- Describe your initial thoughts or intuitions on answering the three questions raised in the lecture.
- Describe in a few paragraphs how the three questions were answered in the lecture.
D3.2
Replicate the analysis conducted for Intuition 1 in the video lecture on “Intuition to statistics”. Provide the side-by-side comparison for all 4 biomarkers. Post your results as a few screenshots here. Make sure to keep the number of bins at 12, i.e., 10 bins + an overflow + an underflow bin, for all 4 biomarkers. Also, the optimal bin placement will be different for each biomarker.
⚠️ Attention!!: The numbers you put under the bin column is the locations of interval in the number axis. NOT the ordinal number such as 0, 1, 2, … 10!

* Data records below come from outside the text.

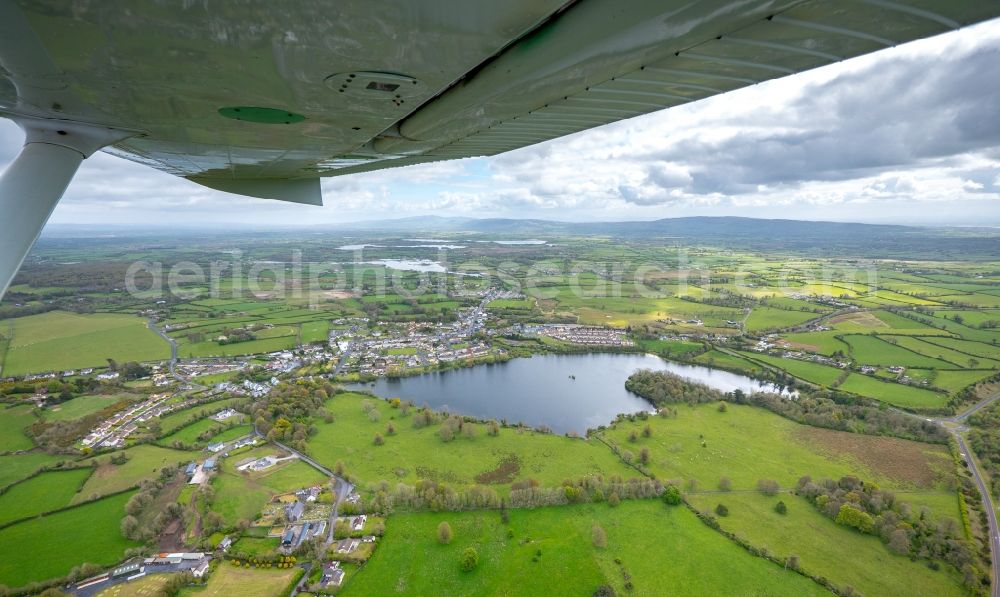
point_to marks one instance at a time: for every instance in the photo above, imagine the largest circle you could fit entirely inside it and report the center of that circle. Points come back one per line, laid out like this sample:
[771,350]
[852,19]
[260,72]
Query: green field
[228,580]
[14,467]
[58,340]
[47,547]
[44,493]
[15,420]
[746,444]
[144,461]
[657,545]
[83,406]
[413,454]
[827,549]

Example bin placements shown in the table:
AFP | CEA | CA125 | CA50 |
0 | 0 | 0 | 0 |
1.5 | 1.5 | 2 | 3 |
3 | 3 | 4 | 6 |
4.5 | 4.5 | 6 | 9 |
6 | 6 | 8 | 12 |
7.5 | 7.5 | 10 | 15 |
9 | 9 | 12 | 18 |
10.5 | 10.5 | 14 | 21 |
12 | 12 | 16 | 24 |
13.5 | 13.5 | 18 | 27 |
30 |
Note: Each biomarker starts from 0 because there are no negative values. CA50 goes up to 30 due to a wider range. Also, 11 numbers listed create 12 bins (10 main + 1 underflow + 1 overflow).
D3.3
Replicate the analysis conducted for Intuition 2 in the video lecture on “Intuition to statistics”.

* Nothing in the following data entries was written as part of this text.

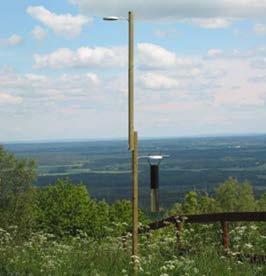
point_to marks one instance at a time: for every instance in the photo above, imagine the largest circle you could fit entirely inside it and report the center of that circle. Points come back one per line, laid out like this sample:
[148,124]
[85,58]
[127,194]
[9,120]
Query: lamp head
[111,18]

Produce the risk line for all 4 biomarkers plus the random base line. Post your results as a few screenshots here.
D3.4
Describe the main idea behind the video lecture for testing whether gender is a risk factor in a few paragraphs; specifically, describe what p-value is and how to use it to reach a definitive yes or no answer.